「うええ」


 彼女。

 彼女が、いる。


「ぜんぶでた」


 トイレから、とぼとぼと出てきた。


「なんで。なんで出ていっちゃうの」


「ありがとう」


「え?」


「ありがとう」


「あ、おはよう。おはようございます。朝ですね」


「ありがとう。一緒にいてくれて。やさしく、してくれて」


「え。え。ええ。なかないで」


 泣いていることに、気づいた。


「ごめん」


「あっ。
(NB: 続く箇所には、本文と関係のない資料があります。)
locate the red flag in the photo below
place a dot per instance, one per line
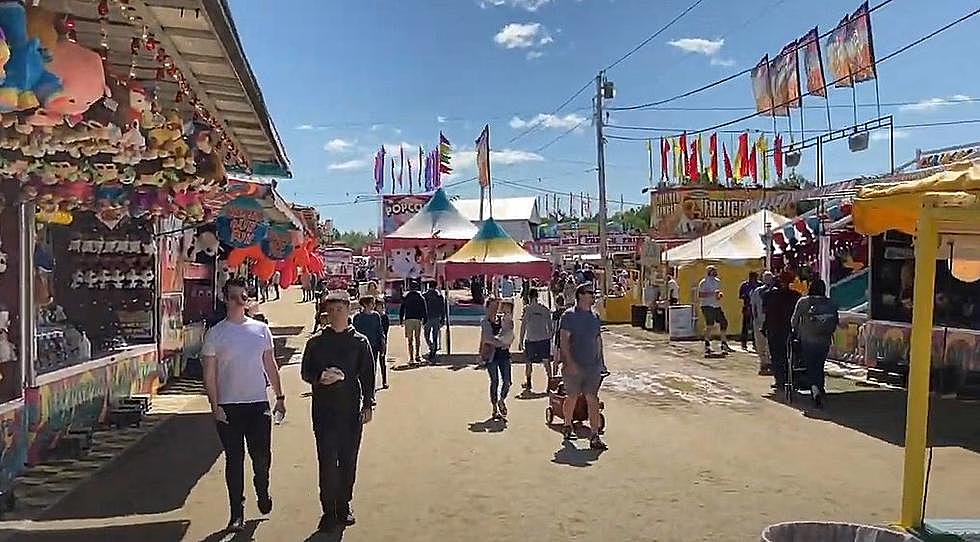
(713, 152)
(692, 163)
(728, 163)
(742, 157)
(777, 155)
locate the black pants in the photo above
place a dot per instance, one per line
(779, 354)
(247, 423)
(748, 333)
(338, 439)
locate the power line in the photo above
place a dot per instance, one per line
(724, 80)
(654, 35)
(891, 55)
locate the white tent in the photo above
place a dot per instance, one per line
(741, 240)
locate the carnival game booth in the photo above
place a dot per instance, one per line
(108, 130)
(956, 316)
(436, 231)
(492, 253)
(735, 250)
(943, 213)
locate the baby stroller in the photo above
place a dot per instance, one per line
(556, 405)
(797, 375)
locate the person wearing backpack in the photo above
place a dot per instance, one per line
(814, 321)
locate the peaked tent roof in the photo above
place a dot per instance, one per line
(492, 252)
(740, 240)
(439, 220)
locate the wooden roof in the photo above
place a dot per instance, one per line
(201, 39)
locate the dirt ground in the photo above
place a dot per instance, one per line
(698, 451)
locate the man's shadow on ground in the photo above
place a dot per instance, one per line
(326, 536)
(246, 535)
(490, 425)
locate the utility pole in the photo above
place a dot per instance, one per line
(602, 89)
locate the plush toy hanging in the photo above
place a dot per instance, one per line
(26, 82)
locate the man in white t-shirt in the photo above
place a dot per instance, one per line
(238, 366)
(709, 297)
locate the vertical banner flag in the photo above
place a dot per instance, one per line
(678, 160)
(483, 157)
(693, 175)
(861, 45)
(445, 159)
(713, 153)
(837, 55)
(650, 158)
(742, 157)
(763, 146)
(777, 156)
(379, 170)
(401, 168)
(728, 163)
(813, 64)
(786, 80)
(762, 87)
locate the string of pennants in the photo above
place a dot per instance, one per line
(683, 160)
(431, 167)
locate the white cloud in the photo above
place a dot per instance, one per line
(522, 36)
(543, 120)
(698, 45)
(338, 145)
(882, 135)
(529, 5)
(931, 104)
(464, 159)
(349, 165)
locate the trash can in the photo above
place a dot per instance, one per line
(638, 315)
(825, 531)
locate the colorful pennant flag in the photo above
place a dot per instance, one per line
(713, 154)
(777, 156)
(728, 164)
(379, 170)
(763, 147)
(483, 157)
(445, 157)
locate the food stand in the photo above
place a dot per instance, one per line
(943, 212)
(117, 129)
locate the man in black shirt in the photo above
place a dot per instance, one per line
(339, 365)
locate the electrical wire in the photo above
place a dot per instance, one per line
(882, 60)
(654, 35)
(724, 80)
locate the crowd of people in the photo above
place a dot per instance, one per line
(791, 333)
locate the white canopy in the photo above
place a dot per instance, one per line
(741, 240)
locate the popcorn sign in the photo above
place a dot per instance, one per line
(241, 223)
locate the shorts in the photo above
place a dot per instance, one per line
(714, 315)
(537, 351)
(582, 382)
(413, 328)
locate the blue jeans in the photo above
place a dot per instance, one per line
(499, 369)
(814, 355)
(431, 331)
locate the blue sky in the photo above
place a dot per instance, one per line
(342, 77)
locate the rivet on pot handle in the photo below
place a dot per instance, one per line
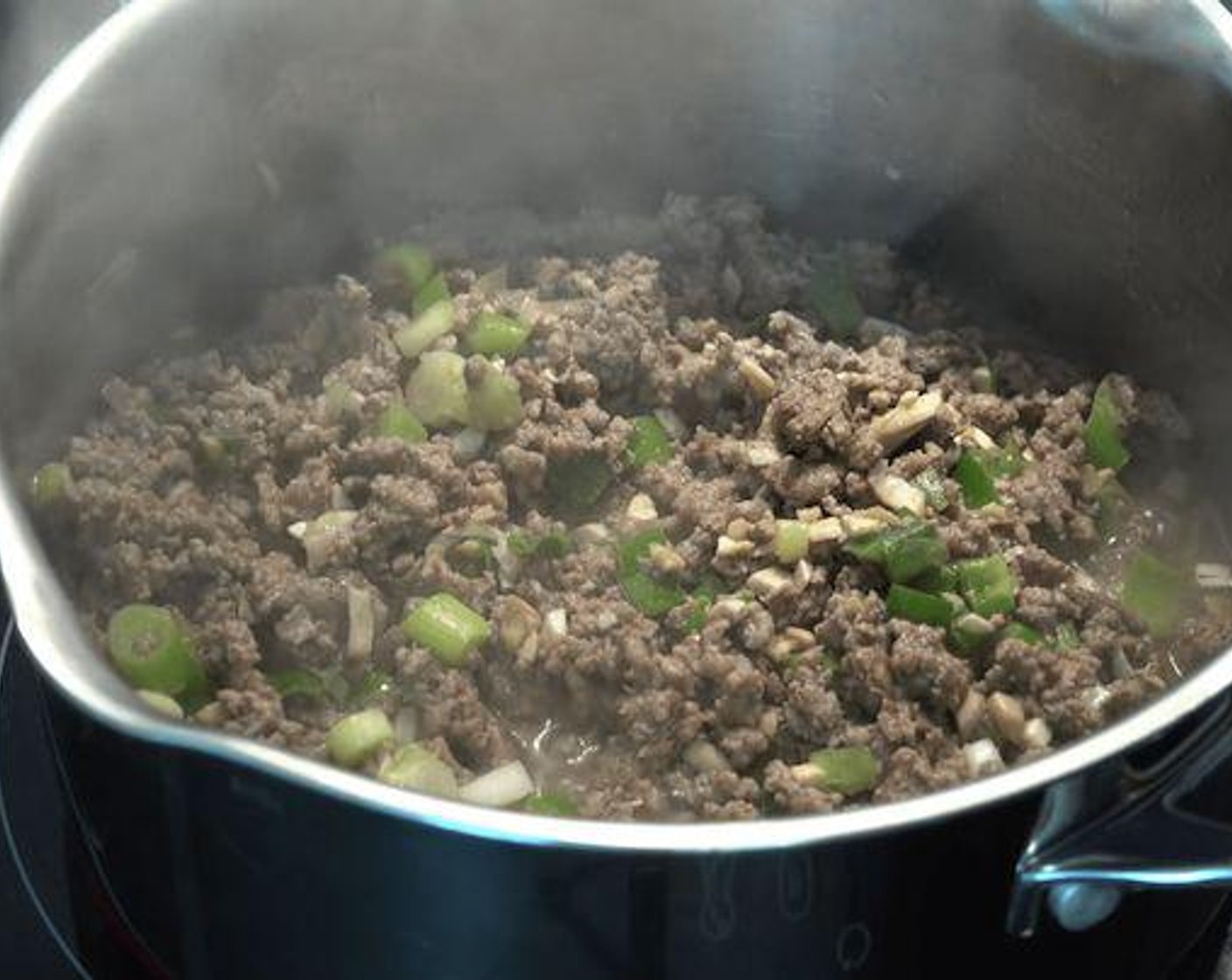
(1119, 829)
いや、えっと。泣いて泣いて。泣いていいよ。でも。なかないで」


「おはよう」


「おはよう。もう一回、寝よっか。ね。おいで?」


 彼女に、もういちど抱きしめられながら。

 二度寝の時間。


「わたし。ずっとあなたと一緒にいる」


「消えない?」


「あなたがいれば、わたしは消えない。だって、あなたにやさしくしたいから」


「うええ」


「あああなかないで。泣いてもいいけどなかないで。あれ。よくわかんなくなっちゃった」


 涙。とまらなかった。彼女が、いることが。うれしくて。


「ありがとう。やさしくしてくれて」


「うれしい。もっと、やさしくしてあげる」


 朝だけど、まだ、1日が始まるのは。ちょっと待ってほしい。

 あと、もうひとねむり。彼女と、一緒に。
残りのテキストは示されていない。